Arap recez şiirinin en büyük temsilcisi kabul edilen şair.

Müellif:

65 (685) yılında doğdu. Rü’be adındaki üç şairden (Âmidî, s. 121) biri olup Temîm kabilesinde ilim ve edebiyatta ün yapmış bir aileye mensuptur. Amcası Abbas b. Rü’be şiir ve ahbâr rivayetiyle nesep ilminde, babası Accâc recez şiirinde Temîm’in önde gelen simalarındandır. Baba ve oğul Accâcân diye anılır. Annesinin ölümü üzerine babasının evlendiği Akreb adındaki üvey annesinden çok sayıda kardeşi oldu. Gençliğinde babasının develerini otlatan Rü’be’nin üvey annesiyle ve buna bağlı olarak babasıyla olan bozuk ilişkileri şiirlerine yansımıştır. Bunun sebebi, babasına ait develerin üvey annesi tarafından kendi çocukları arasında bölüştürülmüş olmasıdır (Gānim Cevâd Rızâ, s. 31-33). Hayatının büyük bir kısmını çölde geçiren Rü’be’nin küçük yaşta şiir yeteneği ortaya çıkınca babası onu Halife Velîd b. Abdülmelik’in yanına götürdü. 97 (716) yılında Halife Süleyman b. Abdülmelik’in, Cerîr b. Atıyye ve Ferazdak’ın da iştirak ettiği hac yolculuğuna katıldı. Muhtemelen bu olay onun bir övgü şairi olarak kariyerinin başlangıcı olmuştur. Daha sonra doğu bölgelerine, Horasan, Kirman ve Sind’e bir methiye şairi veya bir asker, hatta bir tâcir olarak seyahatler yaptı. Hayatının sonraki dönemlerinde Basra’ya yerleşen Rü’be, Irak valilerinin hizmetine girdi, onları urcûzeleriyle övdü. Başta Emevî halifelerinden Hişâm b. Abdülmelik, Velîd b. Yezîd ve Mervân b. Muhammed olmak üzere kumandan, vali, kadı gibi pek çok Emevî devlet adamına methiyeler yazdı. Onun özellikle Mesleme b. Abdülmelik’i öven şiirlerinde Ezd kabilesine ve bütün Güney Arapları’na karşı aşırı bir taassup içine girdiği görülmektedir. Saltanatın Abbâsîler’in eline geçmesi üzerine Rü’be öldürüleceği korkusuna kapılınca Ebû Müslim-i Horasânî onun bu korkularını gidermeye çalıştı (Ebü’l-Ferec el-İsfahânî, XX, 362). İlk Abbâsî halifesi Ebü’l-Abbas es-Seffâh da ona iyi davrandı, Rü’be halifeyi 400 beyte varan bir urcûzesiyle övdü. Daha sonra da Abbâsî halifelerine ve hânedanın ileri gelenlerine methiyeler yazdı. Bu sırada Basra’da oturmakta olan Rü’be, Hz. Hasan’ın torunu İbrâhim b. Abdullah’ın Halife Mansûr’a karşı ayaklanması esnasında ayaklanmanın olumsuzluklarından kurtulmak amacıyla çöle gitti ve çok geçmeden orada vefat etti.
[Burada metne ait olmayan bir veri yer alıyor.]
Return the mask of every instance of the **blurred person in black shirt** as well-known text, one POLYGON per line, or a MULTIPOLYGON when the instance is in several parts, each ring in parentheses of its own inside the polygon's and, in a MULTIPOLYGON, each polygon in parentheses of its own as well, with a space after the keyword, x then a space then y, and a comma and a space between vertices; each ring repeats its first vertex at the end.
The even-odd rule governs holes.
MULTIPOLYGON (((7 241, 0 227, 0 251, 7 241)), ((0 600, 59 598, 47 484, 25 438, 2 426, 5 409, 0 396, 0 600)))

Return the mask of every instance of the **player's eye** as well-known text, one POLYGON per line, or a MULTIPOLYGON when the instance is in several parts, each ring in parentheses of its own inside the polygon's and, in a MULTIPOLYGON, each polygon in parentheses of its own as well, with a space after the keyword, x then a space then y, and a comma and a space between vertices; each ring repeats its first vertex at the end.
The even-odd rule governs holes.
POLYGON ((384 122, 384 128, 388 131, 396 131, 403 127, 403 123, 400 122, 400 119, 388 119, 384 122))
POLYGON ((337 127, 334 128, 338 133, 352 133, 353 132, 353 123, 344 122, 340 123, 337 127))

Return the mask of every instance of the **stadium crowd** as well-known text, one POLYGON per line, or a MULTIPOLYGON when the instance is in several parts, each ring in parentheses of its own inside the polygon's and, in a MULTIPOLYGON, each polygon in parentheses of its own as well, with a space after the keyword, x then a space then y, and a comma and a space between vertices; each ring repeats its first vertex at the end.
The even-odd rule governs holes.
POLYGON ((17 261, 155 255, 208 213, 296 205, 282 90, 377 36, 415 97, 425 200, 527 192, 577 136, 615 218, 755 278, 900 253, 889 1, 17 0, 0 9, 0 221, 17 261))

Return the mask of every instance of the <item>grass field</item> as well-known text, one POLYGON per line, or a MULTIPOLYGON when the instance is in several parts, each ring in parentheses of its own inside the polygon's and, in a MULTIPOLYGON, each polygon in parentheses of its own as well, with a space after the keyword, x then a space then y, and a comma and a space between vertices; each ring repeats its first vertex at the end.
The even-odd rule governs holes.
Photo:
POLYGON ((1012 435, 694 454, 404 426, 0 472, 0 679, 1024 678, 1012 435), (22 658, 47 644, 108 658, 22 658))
Rü’be’nin uzun şiirlerinin neredeyse tamamı recez-meştûr formundadır. Klasik methiyede görülen nesîb-rahîl-medîh biçimindeki üçlü yapı Rü’be’nin övgülerinde de büyük ölçüde korunmuştur. Rü’be, aynı zamanda çölde dili bozulmamış bedevîler arasında yetişmesi sebebiyle dil alanında da bir otoriteydi. II. (VIII.) yüzyılın başlarından itibaren Basra’da yeni kurulmaya başlanan dilciler grubu için lengüistik alanda çok önemli bir kaynak rolü oynamıştır. Zira dilciler tarafından derlenmeye çalışılan nâdir ve garîb kelimeler açısından çok zengin bir birikime sahipti. Fakat sıkça ve itinayla kullandığı bu tür kelimeler yüzünden şiirleri kavranamıyor, ancak Ebû Amr b. Alâ, Yûnus b. Habîb ve Halef el-Ahmer, Ebû Ubeyde et-Teymî gibi seçkin dilciler tarafından anlaşılabiliyordu. Rü’be, dilcilerin daha çok ilgisini çekmek amacıyla sadece garîb kelimeler kullanmakla yetinmiyor, harf ve hareke değişikliği yapmak, masdarlarda, çoğul sîgalarında ve fiil çekimlerinde farklı kullanımlarda bulunmak suretiyle şiirlerinin anlaşılmasını büsbütün güçleştiriyordu. Onun şiirlerinde her türden kural dışı kullanımı görmek mümkündür. Bu sebeple Rü’be’nin şiirleri tam bir dil metni, hatta dil muamması haline dönüşmüştür. Bunların bir kısmı babasının etkisiyle lafzî sanatlara, özellikle iştikak cinasına düşkünlüğü ve şiir zarureti gibi âmillerden kaynaklanmıştır. Şevkī Dayf’ın deyişiyle onun şiirleri muhtevadan ziyade dil açısından okunup çözülmesi ve anlaşılması gereken öğretici metinler durumundadır (el-ʿAṣrü’l-İslâmî, s. 404). Basralı âlim Halîl b. Ahmed’in Rü’be’nin cenazesinden dönüşünde söylediği, “Bugün şiiri, dili ve fesahati gömdük” sözü (Ebü’l-Ferec el-İsfahânî, XX, 370) onun şiirlerinin dil ve fesahat açısından değeriyle ilgili önemli bir değerlendirmedir. Aynı zamanda hadis râvilerinden kabul edilen Rü’be’nin şiirlerinde İslâmî ruh güçlü olup Kur’an’da yer alan bazı konular açık veya işaret yoluyla şiirlerine yansımıştır. Bazı şiirlerinde ise kişinin irade hürriyetine sahip bulunmadığı tezini savunan Cebriyye görüşünü savunmuştur. Bu konuda şair Zürrumme ile tartışmaları vardır.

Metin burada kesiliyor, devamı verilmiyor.